Terminology Reseach tools for translators
Thread poster: John Moran

John Moran  Identity Verified
Ireland
Local time: 07:48
Member (2004)
German to English
+ ...
Jun 11, 2010

Hi all,

I have a question regarding tools for doing terminology research. We are thinking of embarking on an academic project to develop a software tool which would be of use to professional translators. I am a translator/PM myself and the ideas are tools that I would find useful in my own work.

Before starting out we need to do some reseach to prove the novelty of our work, i.e. that it has not been done before. On that note here are our two ideas and if anyone has any pointers to software which is the same or even similar I would be very grateful.

1) Tool to download a mid-size website (not www.microsoft.com) and create a corpus of parallel texts which can be searched using a concordaner.

The motivation for this tool was that many smaller companies do not seem to have a consistent way of putting their documents on their website in different languages.
We know of tools to download the website (httrack for example) and the alignment will be done using known algorithms so I guess the question here is: Does anyone know of a tool for translators that does both together?

2) Tool to narrow down google search results based on "contextual clues" in the document currently being translated.
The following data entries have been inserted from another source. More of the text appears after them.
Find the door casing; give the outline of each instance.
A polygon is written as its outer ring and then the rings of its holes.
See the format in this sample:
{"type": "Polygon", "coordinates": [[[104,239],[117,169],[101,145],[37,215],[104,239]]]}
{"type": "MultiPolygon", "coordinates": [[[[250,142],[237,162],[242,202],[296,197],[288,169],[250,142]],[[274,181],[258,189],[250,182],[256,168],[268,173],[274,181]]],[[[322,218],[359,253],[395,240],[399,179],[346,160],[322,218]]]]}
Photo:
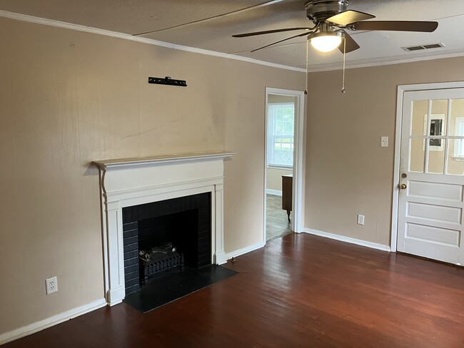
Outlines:
{"type": "Polygon", "coordinates": [[[301,232],[303,229],[302,211],[303,211],[303,136],[304,136],[304,116],[305,110],[305,94],[302,91],[292,91],[288,89],[274,88],[271,87],[266,88],[266,133],[264,141],[264,233],[263,242],[266,244],[266,187],[267,183],[267,136],[268,136],[268,96],[269,94],[276,94],[278,96],[288,96],[297,97],[298,112],[295,113],[295,133],[293,140],[293,217],[292,227],[293,232],[301,232]]]}
{"type": "Polygon", "coordinates": [[[400,183],[400,157],[401,151],[401,124],[403,123],[403,103],[405,92],[413,91],[427,91],[437,89],[450,89],[464,88],[464,81],[443,82],[437,83],[420,83],[415,85],[398,86],[396,103],[396,128],[395,131],[395,163],[393,168],[393,203],[391,214],[391,239],[390,250],[397,251],[398,243],[398,206],[399,206],[399,188],[400,183]]]}

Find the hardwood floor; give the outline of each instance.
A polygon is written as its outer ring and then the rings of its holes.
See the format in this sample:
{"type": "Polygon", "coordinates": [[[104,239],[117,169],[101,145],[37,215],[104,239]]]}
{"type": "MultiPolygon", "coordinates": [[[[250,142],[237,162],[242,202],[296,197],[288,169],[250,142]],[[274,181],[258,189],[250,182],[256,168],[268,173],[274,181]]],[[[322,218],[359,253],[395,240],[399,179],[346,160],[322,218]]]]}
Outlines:
{"type": "Polygon", "coordinates": [[[463,347],[464,268],[291,234],[146,314],[102,308],[13,347],[463,347]]]}
{"type": "Polygon", "coordinates": [[[282,197],[266,195],[266,232],[268,241],[282,237],[292,230],[287,212],[282,210],[282,197]]]}

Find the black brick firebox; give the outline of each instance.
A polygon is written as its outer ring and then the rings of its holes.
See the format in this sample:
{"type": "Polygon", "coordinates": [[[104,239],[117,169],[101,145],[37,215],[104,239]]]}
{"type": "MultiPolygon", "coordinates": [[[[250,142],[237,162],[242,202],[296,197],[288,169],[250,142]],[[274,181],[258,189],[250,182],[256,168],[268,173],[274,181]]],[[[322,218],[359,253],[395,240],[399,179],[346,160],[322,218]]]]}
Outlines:
{"type": "Polygon", "coordinates": [[[143,283],[139,250],[172,242],[186,266],[211,265],[211,193],[123,208],[126,295],[143,283]]]}

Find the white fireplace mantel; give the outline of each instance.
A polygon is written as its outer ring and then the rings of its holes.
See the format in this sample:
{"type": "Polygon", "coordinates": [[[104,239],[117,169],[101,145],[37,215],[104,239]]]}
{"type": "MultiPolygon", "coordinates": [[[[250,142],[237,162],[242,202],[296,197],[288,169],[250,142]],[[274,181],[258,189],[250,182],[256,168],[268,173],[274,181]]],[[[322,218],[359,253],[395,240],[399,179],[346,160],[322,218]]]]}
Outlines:
{"type": "Polygon", "coordinates": [[[105,296],[109,305],[126,296],[123,208],[211,193],[211,262],[226,262],[223,161],[234,153],[216,151],[94,162],[100,172],[105,296]]]}

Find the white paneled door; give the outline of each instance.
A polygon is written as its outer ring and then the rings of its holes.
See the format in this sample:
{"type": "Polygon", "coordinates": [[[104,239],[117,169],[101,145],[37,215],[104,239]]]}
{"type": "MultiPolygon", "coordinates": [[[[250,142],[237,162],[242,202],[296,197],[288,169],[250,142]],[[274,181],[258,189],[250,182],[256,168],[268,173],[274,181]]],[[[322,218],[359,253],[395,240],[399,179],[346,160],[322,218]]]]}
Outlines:
{"type": "Polygon", "coordinates": [[[464,88],[403,95],[398,250],[464,265],[464,88]]]}

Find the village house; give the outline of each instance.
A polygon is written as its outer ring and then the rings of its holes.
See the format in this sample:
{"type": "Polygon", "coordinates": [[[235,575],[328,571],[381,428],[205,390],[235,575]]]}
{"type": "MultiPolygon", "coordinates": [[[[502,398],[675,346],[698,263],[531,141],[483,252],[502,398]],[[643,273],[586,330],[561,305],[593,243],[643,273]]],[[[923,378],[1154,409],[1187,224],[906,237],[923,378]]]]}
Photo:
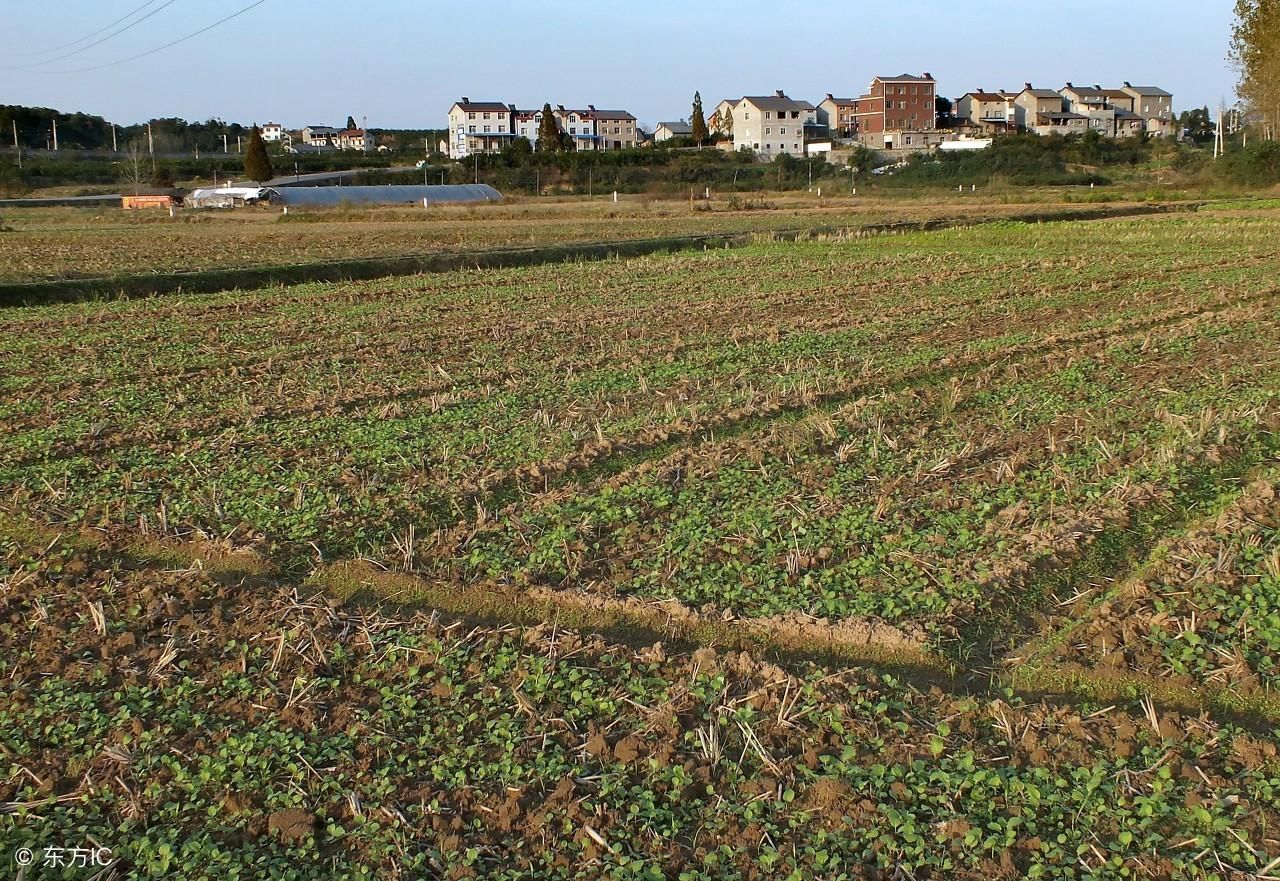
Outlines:
{"type": "Polygon", "coordinates": [[[936,142],[937,82],[928,72],[876,77],[867,95],[854,99],[852,117],[854,137],[873,150],[936,142]]]}
{"type": "MultiPolygon", "coordinates": [[[[627,150],[640,140],[636,118],[626,110],[598,110],[594,104],[576,110],[559,104],[552,108],[552,114],[573,150],[627,150]]],[[[474,152],[499,152],[518,137],[536,150],[541,124],[541,110],[462,99],[449,108],[449,156],[462,159],[474,152]]]]}
{"type": "Polygon", "coordinates": [[[362,128],[348,128],[338,132],[333,138],[333,145],[339,150],[356,150],[360,152],[374,151],[374,136],[362,128]]]}
{"type": "Polygon", "coordinates": [[[1107,137],[1135,137],[1143,132],[1167,133],[1172,128],[1172,96],[1164,90],[1147,87],[1152,92],[1128,88],[1102,88],[1102,86],[1075,86],[1066,83],[1060,95],[1066,109],[1088,120],[1087,131],[1107,137]],[[1147,114],[1137,113],[1147,108],[1147,114]]]}
{"type": "Polygon", "coordinates": [[[502,152],[516,137],[515,108],[462,97],[449,108],[449,159],[502,152]]]}
{"type": "Polygon", "coordinates": [[[596,146],[600,150],[631,150],[639,143],[636,118],[626,110],[596,110],[586,105],[595,119],[596,146]]]}
{"type": "Polygon", "coordinates": [[[1174,96],[1155,86],[1133,86],[1129,82],[1120,88],[1133,99],[1133,110],[1143,120],[1148,134],[1165,137],[1174,133],[1174,96]]]}
{"type": "Polygon", "coordinates": [[[561,131],[568,136],[573,150],[596,150],[599,134],[595,133],[595,119],[590,110],[566,109],[557,104],[553,113],[561,131]]]}
{"type": "Polygon", "coordinates": [[[856,131],[854,113],[858,101],[851,97],[836,97],[827,92],[827,97],[818,102],[818,122],[827,127],[831,137],[852,137],[856,131]]]}
{"type": "Polygon", "coordinates": [[[1062,96],[1052,88],[1036,88],[1030,83],[1024,83],[1023,91],[1014,97],[1014,110],[1019,128],[1036,131],[1042,124],[1039,120],[1042,115],[1064,113],[1062,96]]]}
{"type": "MultiPolygon", "coordinates": [[[[984,134],[1018,131],[1018,96],[1012,92],[978,90],[961,95],[955,115],[973,123],[984,134]]],[[[1059,99],[1061,104],[1061,99],[1059,99]]]]}
{"type": "Polygon", "coordinates": [[[733,143],[764,160],[806,155],[806,137],[818,125],[818,108],[796,101],[780,88],[773,95],[748,95],[733,108],[733,143]]]}
{"type": "Polygon", "coordinates": [[[707,118],[707,129],[712,134],[733,137],[733,105],[736,104],[737,101],[724,99],[712,108],[712,115],[707,118]]]}
{"type": "Polygon", "coordinates": [[[302,143],[308,147],[332,147],[338,129],[333,125],[307,125],[302,129],[302,143]]]}
{"type": "Polygon", "coordinates": [[[658,123],[658,127],[653,129],[653,142],[662,143],[677,137],[692,137],[692,134],[694,127],[686,122],[658,123]]]}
This is a harder problem. The idea is to be able to trigger a google search from a CAT tool. The tool would then access all the pages returned from the first (say 20) results and list them in order of their "similarity" to the document being translated. The hard part will be judging similarity of course.
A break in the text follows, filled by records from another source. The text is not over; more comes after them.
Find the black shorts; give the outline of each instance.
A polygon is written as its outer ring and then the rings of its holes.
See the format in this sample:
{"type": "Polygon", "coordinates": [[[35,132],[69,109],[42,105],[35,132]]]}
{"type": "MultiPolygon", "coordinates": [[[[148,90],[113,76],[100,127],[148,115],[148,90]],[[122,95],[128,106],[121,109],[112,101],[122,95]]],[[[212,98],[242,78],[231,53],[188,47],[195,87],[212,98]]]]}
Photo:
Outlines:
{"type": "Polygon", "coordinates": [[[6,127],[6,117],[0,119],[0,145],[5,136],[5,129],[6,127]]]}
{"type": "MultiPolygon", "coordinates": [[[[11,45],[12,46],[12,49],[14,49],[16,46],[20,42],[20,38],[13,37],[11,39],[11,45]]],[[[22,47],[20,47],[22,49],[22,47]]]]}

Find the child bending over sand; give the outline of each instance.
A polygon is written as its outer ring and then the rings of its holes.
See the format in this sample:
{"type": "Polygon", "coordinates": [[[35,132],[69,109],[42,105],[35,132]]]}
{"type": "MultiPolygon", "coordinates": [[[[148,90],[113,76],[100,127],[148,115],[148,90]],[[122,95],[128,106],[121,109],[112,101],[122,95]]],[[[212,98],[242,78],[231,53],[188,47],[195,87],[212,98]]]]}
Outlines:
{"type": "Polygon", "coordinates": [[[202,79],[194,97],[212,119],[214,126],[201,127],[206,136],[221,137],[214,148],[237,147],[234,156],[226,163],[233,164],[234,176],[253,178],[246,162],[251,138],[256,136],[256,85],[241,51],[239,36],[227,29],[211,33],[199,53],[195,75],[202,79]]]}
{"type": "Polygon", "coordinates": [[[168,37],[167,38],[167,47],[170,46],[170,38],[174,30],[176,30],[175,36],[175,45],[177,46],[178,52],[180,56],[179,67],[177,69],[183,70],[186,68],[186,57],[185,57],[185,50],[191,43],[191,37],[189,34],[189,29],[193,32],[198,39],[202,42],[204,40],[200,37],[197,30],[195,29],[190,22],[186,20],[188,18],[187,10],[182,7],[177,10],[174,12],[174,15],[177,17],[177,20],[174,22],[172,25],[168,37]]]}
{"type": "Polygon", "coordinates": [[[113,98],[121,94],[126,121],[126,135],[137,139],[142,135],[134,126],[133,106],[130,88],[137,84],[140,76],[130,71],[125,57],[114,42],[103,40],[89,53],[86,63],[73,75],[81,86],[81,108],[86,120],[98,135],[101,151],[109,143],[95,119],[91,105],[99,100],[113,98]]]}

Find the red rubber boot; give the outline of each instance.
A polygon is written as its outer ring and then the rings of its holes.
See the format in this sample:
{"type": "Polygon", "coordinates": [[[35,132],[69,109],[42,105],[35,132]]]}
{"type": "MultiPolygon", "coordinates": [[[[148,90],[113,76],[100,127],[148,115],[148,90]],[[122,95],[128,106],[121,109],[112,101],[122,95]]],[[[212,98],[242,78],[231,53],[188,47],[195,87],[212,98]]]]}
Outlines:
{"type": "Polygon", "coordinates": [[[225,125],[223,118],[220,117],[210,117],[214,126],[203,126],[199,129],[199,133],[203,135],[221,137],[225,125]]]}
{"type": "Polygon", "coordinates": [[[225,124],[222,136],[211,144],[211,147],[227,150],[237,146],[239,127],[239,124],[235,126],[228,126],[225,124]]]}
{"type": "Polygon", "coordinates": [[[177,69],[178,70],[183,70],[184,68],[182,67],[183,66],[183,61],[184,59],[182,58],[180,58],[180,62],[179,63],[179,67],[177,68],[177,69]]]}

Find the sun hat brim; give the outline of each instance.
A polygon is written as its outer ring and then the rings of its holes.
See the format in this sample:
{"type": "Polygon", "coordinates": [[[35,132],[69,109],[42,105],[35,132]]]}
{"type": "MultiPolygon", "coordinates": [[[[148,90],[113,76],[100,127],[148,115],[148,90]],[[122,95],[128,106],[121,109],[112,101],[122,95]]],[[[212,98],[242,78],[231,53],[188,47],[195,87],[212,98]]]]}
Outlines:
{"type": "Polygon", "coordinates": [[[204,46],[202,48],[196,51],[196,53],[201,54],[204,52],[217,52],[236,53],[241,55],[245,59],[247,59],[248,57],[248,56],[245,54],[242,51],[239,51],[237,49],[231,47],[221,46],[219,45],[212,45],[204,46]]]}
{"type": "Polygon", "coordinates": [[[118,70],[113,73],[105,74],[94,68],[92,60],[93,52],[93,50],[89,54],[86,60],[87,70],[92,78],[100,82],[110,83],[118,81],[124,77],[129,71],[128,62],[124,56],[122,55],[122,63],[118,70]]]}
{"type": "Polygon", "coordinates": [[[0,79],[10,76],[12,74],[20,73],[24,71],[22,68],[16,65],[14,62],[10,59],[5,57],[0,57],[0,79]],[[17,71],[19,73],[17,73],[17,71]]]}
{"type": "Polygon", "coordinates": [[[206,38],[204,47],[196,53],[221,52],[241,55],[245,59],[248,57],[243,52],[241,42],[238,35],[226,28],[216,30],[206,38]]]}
In this case I would be greatful for any pointers to any software that is vaguely similar.

Finally, if anyone has any ideas for terminology software they would like to see please feel free to reply to this post (or if you prefer confidentiality you can find my email address on http://www.scss.tcd.ie/~moranj3/)

Thanks!


Direct link Reply with quote
 

John Moran  Identity Verified
Ireland
Local time: 07:48
Member (2004)
German to English
+ ...
TOPIC STARTER
Two tools Jun 11, 2010

by the way, I should say we are aware of Babylon and Linguee http://www.linguee.com (which I really like).

Direct link Reply with quote
 

GerSi  Identity Verified
Slovenia
Local time: 08:48
Member (2010)
German to Slovenian
+ ...
some tools I heard of Jun 14, 2010

It's been a while since I attended a conference about building corpora, but I remember they were talking about BootCaT in combination with WordSmith.

I don't know if they are any better but they are being used at universities.


Direct link Reply with quote
 
FarkasAndras
Local time: 08:48
English to Hungarian
+ ...
Various related projects Jun 14, 2010

John Moran wrote:
1) Tool to download a mid-size website (not www.microsoft.com) and create a corpus of parallel texts which can be searched using a concordaner.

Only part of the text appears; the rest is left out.